Line drawing of Free Range Slacks
The pattern includes a fit guide to diagnose common fit issues. The instructions are clear and easy to follow, and construction is very straightforward with a great guide for optional flat-felled seams. The Free Range Slacks were designed with linen in mind, but other fabrics like cotton and rayon twill will also work nicely.
The other thing I love about the Free Range Slacks is that the whole size range is available as a printed pattern. Honorable mentions for other patterns with both wide and tapered legs include the Closet Core Pietra Pants & Shorts and Megan Nielsen Opal Pants & Shorts.
All Occasion: Wide Leg
Helen’s Closet Winslow Culottes
Wide leg pants are so versatile. Depending on the fabric, wide leg trousers are suitable for any occasion. It wouldn’t be a beginner pants pattern round up without the Winslow Culottes from Helen’s Closet. The Winslows are wide leg pants with several length options. They’ve got in-seam pockets and are shaped with big box pleats that tuck into a waistband and closes with side zip.

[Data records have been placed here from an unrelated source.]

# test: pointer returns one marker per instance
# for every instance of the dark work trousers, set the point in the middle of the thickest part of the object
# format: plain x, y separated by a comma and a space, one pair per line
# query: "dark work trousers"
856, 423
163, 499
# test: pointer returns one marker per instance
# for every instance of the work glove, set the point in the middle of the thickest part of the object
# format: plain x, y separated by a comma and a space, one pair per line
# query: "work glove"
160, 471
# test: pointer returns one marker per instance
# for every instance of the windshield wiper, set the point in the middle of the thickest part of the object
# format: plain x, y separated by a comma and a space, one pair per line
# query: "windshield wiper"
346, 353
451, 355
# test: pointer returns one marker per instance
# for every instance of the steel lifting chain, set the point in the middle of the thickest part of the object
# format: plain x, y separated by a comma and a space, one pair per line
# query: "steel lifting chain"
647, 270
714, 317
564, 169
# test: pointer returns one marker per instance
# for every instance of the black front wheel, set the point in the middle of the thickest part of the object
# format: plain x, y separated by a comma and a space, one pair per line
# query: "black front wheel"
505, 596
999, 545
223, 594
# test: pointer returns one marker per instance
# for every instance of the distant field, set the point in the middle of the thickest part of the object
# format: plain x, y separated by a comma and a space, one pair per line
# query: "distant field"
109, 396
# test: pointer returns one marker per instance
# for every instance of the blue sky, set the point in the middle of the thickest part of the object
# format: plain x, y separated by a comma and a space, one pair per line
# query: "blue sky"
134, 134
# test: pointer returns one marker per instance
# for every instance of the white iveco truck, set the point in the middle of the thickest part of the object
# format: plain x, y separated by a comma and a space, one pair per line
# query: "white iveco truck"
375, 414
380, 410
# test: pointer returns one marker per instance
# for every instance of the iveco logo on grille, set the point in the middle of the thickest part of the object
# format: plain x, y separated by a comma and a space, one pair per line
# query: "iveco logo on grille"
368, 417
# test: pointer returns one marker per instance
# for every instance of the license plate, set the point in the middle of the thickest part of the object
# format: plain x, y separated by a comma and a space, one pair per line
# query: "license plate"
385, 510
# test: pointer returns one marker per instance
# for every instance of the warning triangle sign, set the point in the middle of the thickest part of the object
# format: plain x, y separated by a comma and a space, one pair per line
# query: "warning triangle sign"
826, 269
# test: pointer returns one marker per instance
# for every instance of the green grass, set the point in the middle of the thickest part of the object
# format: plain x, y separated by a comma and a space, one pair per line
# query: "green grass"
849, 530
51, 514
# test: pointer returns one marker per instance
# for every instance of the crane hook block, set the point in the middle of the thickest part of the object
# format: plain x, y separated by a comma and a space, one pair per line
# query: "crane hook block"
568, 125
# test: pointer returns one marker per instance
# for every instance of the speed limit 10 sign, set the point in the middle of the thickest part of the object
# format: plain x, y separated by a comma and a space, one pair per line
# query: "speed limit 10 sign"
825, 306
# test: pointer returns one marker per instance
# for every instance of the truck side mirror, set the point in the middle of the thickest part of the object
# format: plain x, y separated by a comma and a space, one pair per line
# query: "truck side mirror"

Line drawing of Winslow Culottes
Helen’s Closet patterns are known for their excellent instructions and the Winslows are no exception. There’s an additional step by step sewalong including a section on inserting an invisible zipper. As the queen of pattern hacks, Helen has done a round up of several Winslow pattern hacks. The Winslows can be made in a wide range of woven fabrics, but it’s recommended that the longer the length, the lighter the fabric. Lightweight linens, drapey cottons as well as viscoses and tencels are all great choices.
The Winslows are the only pattern on this list with a zipper. If you’re more comfortable with elastic, you could check out the Muna + Broad Glebe Pants, the Seamwork Joss Pants, or the Cashmerette Calder Pants & Shorts.
All Occasion: Tapered
Elbe Textiles Fremantle Pants
Sharing another community favorite here, the Elbe Textiles Fremantle Pants! While many of the pants in this list would work for any gender, the Freemantle Pants are actually marketed as “unisex.” The Fremantle Pants are a mid-rise trouser that comes in three lengths. All versions have slash pockets, a darted back and an elastic waist with a drawstring.
Line drawing of Fremantle Pants
The construction methods for the Fremantle Pants are different than many I’ve seen, but may actually seem simpler to some sewists. The images throughout the instructions are really helpful, but you may find it helpful to look up some basic techniques like sewing darts if you’ve never done that before. The pattern suggests midweight linens, cottons and tencels.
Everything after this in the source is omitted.